You prefer to call yourself a bartender instead of the more prestigious-sounding mixologist. Why? "As a bartender you need to have the opportunity to serve people and get that feedback and response. It's hands-on and you never stop learning. In order to fine-tune, you have to get out there. I don't mind the term 'mixologist'. I do create recipes and cocktails and I do a lot of menu consulting but the skill of serving people makes me a better bartender."

What are people in the United States drinking these days? "Women and whiskey is now very popular. Every spirits brand with a whiskey portfolio is starting to market to women. We're also starting to see cocktails on tap, which is kind of bringing cocktails into the dive bar environment. There is also a major resurgence in small-batch micro distilleries.
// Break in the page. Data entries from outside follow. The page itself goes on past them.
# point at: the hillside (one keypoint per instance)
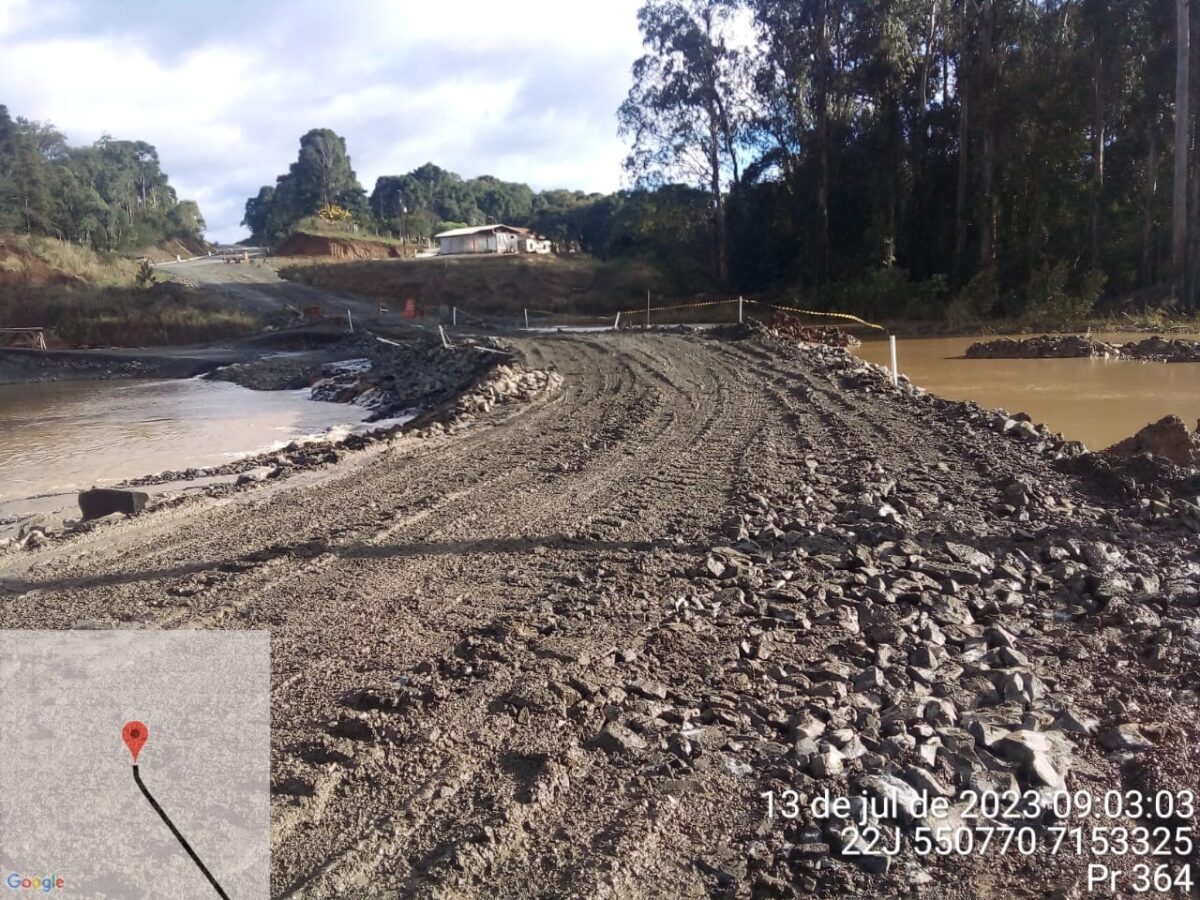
(84, 298)
(37, 262)
(505, 285)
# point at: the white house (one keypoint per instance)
(490, 239)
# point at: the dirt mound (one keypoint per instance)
(316, 245)
(1161, 349)
(1168, 438)
(18, 267)
(1045, 347)
(1152, 349)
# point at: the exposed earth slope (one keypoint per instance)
(563, 652)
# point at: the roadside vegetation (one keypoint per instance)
(89, 299)
(961, 166)
(27, 258)
(111, 196)
(491, 286)
(161, 316)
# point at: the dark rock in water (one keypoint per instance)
(1044, 347)
(103, 501)
(1168, 438)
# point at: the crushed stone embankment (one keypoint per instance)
(574, 646)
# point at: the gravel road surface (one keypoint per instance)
(564, 651)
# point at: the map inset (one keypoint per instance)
(76, 816)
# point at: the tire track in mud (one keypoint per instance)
(441, 564)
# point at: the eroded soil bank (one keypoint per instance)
(574, 642)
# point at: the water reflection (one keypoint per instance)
(1091, 400)
(69, 436)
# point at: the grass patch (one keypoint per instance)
(166, 315)
(318, 226)
(501, 286)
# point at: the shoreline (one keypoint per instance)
(739, 563)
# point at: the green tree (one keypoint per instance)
(683, 112)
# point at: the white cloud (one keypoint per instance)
(525, 91)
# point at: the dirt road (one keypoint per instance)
(257, 287)
(564, 652)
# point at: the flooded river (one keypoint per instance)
(66, 436)
(1091, 400)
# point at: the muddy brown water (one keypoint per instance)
(1092, 400)
(66, 436)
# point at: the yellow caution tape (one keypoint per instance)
(844, 316)
(677, 306)
(814, 312)
(570, 315)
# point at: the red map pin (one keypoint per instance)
(135, 736)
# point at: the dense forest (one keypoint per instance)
(959, 156)
(111, 196)
(933, 157)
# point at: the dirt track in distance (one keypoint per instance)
(455, 622)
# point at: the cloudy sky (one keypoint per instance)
(523, 90)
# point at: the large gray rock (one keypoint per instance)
(105, 501)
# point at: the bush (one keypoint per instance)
(881, 293)
(976, 301)
(1050, 297)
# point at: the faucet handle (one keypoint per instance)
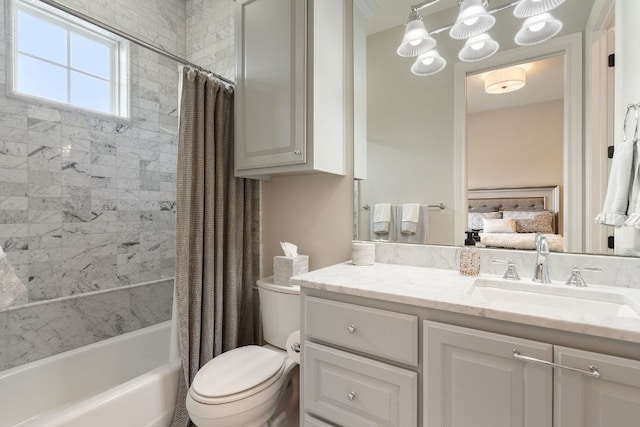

You have people making gin in Brooklyn, Manhattan, upstate New York and even Colorado."

Is there a difference between East and West cocktail cultures? "This is my first time in Asia but in New York we've had some training by ambassadors from Japanese whiskies in techniques and styles. It's completely different and I am fascinated by it. It's a beautiful art and process. I wish we had the time in the US to do that, but usually Americans want cocktails as fast as you can make them."

Do bartenders bring their own ingredients to events such as the MO Bar Masters of Mixology? "The MO Bar was able to get 90 per cent of what I want and in some cases exceeded my expectations, so I didn't have to bring much. The things that are hard to get are good sherries. Sherry is having a big resurgence in the US. It's an ingredient I use a lot, so I smuggled a bottle here. But I'm flexible. That's part of the challenge. I knew they could get amazing mangoes so I'm making some drinks with that. Whatever ingredients I have, I'll taste it, adjust it, balance it."